Valentine's Day

These Toronto-based companies are talking about sex this Valentine’s Day

Valentine’s Day might be a card and candy grab, but it’s also about (let’s be honest) sex. Two Toronto companies aren’t skirting around the post-quarantine desire running rampant through the city by offering clients something on the scintillating side of V-day.

Entrepreneur and co-founder of Jems, Whitney Geller, wants Valentine’s Day shoppers to feel more comfortable with the current state of condoms by co-creating Jems, a female-led condom company, with partner Yasemin Emory.

Geller and Emory built Jems because condom packaging and marketing are mainly male-centric without providing consumers with necessary information about materials used or catering to every type of consumer.

“You take the most embarrassing product, you put it in the most embarrassing packaging, and then you put it in the most embarrassing aisle,” Geller says. “When we went looking at the [condom] package, we couldn’t find anything on it that indicated what the ingredients were. And we thought, what a crazy thing for it to be something that, you know, is going into bodies and around reproductive organs, to not have to disclose what the ingredients are.”

Geller and Emory discovered that most condom manufacturers do not disclose ingredients. But this poses a problem for people with severe allergies. Combined with packing that is not inclusive, condom marketing may contribute to the current rise in STIs. They want to change the way people view, see, and use condoms, but they also want to change the way condoms are marketed.

Jems Condom
Jems Condoms.

Jems aims to “change the dialogue around what we’re talking about with safer sex so that it feels like an inclusive and expansive project product for a number of sexual identities and expressions,” Geller says.

Geller and Emory are also on a mission to change sex education by launching a new sex education platform.

“We really believe that sex ed is letting people down. It hasn’t changed the same thing since we were kids. And you know, the advent of the Internet and cell phones were kind of a big deal. And kids are learning so much from pornography, that we think there should be sort of other trusted voices out there. So at the same time to speaking to a variety of sexual expressions and identities is super important in terms of sex,” Geller says.

Julie Clark is also a firm believer in using natural products and opening the conversation around sex. Her Toronto-based beauty and wellness company, Province Apothecary, makes an all-natural sex oil that’s crafted with essential oils and other clean products. Opening the conversation about sex in general, in this case, also allows for a more open conversation about what goes into sex products. “I formulated sex oil because I was really dissatisfied with the available lubricants on the market,” Clark explains. “They smelt gross and felt gross and that’s where the inspiration for sex oil came from.”

Province Apothecary's Sex Oil
Province Apothecary’s Sex Oil

Clark opened the conversation to ensure that what goes into her product is safe for skin and bodies.
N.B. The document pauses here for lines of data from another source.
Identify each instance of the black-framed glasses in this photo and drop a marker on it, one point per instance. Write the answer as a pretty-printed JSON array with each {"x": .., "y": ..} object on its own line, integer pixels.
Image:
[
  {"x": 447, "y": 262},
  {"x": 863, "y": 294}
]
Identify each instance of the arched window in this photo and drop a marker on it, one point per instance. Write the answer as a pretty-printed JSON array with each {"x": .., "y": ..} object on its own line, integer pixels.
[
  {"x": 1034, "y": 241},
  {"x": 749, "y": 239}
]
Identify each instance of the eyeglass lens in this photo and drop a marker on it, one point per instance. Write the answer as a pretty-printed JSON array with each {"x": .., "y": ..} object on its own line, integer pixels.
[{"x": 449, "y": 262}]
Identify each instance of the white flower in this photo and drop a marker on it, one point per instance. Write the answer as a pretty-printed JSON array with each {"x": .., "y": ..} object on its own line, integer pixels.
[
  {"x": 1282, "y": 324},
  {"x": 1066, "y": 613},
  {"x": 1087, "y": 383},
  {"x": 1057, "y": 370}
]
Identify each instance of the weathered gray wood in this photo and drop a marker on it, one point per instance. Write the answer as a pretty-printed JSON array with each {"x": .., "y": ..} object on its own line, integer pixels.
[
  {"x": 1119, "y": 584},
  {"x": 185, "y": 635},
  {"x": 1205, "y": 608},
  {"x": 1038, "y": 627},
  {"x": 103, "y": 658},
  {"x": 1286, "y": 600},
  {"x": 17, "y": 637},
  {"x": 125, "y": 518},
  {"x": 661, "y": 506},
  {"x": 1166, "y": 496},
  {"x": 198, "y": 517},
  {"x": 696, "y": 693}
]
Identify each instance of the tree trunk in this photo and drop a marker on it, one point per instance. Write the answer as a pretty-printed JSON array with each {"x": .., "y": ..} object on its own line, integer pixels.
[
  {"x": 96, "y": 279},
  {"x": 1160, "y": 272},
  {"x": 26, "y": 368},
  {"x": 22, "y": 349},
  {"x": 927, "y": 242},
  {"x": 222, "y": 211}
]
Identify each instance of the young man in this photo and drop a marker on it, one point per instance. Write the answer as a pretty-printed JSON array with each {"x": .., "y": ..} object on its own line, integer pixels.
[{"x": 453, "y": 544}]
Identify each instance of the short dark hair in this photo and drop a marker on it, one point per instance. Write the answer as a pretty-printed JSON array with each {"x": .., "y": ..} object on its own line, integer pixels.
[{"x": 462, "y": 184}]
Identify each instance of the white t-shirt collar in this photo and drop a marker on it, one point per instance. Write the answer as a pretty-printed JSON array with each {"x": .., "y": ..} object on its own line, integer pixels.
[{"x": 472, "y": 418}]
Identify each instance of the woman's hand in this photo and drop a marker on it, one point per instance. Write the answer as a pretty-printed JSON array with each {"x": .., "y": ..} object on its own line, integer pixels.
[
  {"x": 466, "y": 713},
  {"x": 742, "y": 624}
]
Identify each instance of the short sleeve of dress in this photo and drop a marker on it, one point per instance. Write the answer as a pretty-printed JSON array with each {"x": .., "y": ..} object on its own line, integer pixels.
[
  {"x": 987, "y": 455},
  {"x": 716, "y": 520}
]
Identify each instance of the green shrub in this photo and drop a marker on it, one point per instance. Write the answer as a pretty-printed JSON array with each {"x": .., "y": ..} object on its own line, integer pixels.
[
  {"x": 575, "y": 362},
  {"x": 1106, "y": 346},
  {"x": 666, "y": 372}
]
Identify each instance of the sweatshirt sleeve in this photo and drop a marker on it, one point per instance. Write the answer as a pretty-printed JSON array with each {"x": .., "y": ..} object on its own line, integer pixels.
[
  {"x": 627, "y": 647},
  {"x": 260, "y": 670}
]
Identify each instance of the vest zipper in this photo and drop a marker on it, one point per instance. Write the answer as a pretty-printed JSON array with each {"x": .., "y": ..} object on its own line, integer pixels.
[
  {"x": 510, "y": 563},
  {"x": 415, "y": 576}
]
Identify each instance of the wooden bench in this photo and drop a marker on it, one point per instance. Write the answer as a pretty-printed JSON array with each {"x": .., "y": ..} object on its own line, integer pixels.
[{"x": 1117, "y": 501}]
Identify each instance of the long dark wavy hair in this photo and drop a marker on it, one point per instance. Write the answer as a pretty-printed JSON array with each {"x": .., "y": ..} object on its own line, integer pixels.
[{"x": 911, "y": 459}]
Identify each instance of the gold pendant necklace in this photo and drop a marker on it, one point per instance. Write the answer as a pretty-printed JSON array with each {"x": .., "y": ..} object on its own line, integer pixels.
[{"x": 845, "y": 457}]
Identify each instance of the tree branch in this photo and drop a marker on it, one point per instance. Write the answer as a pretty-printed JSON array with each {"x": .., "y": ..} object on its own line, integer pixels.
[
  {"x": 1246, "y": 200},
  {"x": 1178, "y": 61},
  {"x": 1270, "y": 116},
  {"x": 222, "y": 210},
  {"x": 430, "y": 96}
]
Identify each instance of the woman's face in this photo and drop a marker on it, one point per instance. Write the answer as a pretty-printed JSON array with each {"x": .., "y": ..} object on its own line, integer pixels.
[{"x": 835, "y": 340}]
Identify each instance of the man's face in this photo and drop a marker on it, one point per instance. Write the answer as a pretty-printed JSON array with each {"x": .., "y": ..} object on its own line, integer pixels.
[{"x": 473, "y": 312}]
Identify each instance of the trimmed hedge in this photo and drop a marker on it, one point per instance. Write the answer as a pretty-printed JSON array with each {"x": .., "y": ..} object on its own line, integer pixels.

Having safer ingredients makes the idea of using the product less daunting. “A little bit of oil goes a long way and it’s so good for your skin, so no need to wash it off,” she says. “I personally find it makes sex more pleasurable and enjoyable!”

For Geller, Valentine’s Day presents an opportunity to bring safer sex talk full circle.

“I think Valentine’s Day can be a very triggering day for many people. And I think the more that we can have this sort of sex positive, inclusive conversation about what sex and love is, because it looks very different to everybody,” she says. “And the idea of the idea of not being like there’s a right and a wrong way, the idea of it not being heteronormative, the idea of it not looking one way, I think is really important…this idea of including the sort of safer sex, part of that as well is not a topic that comes up.”

In short, Jems and Province Apothecary want to have a conversation around safer sex.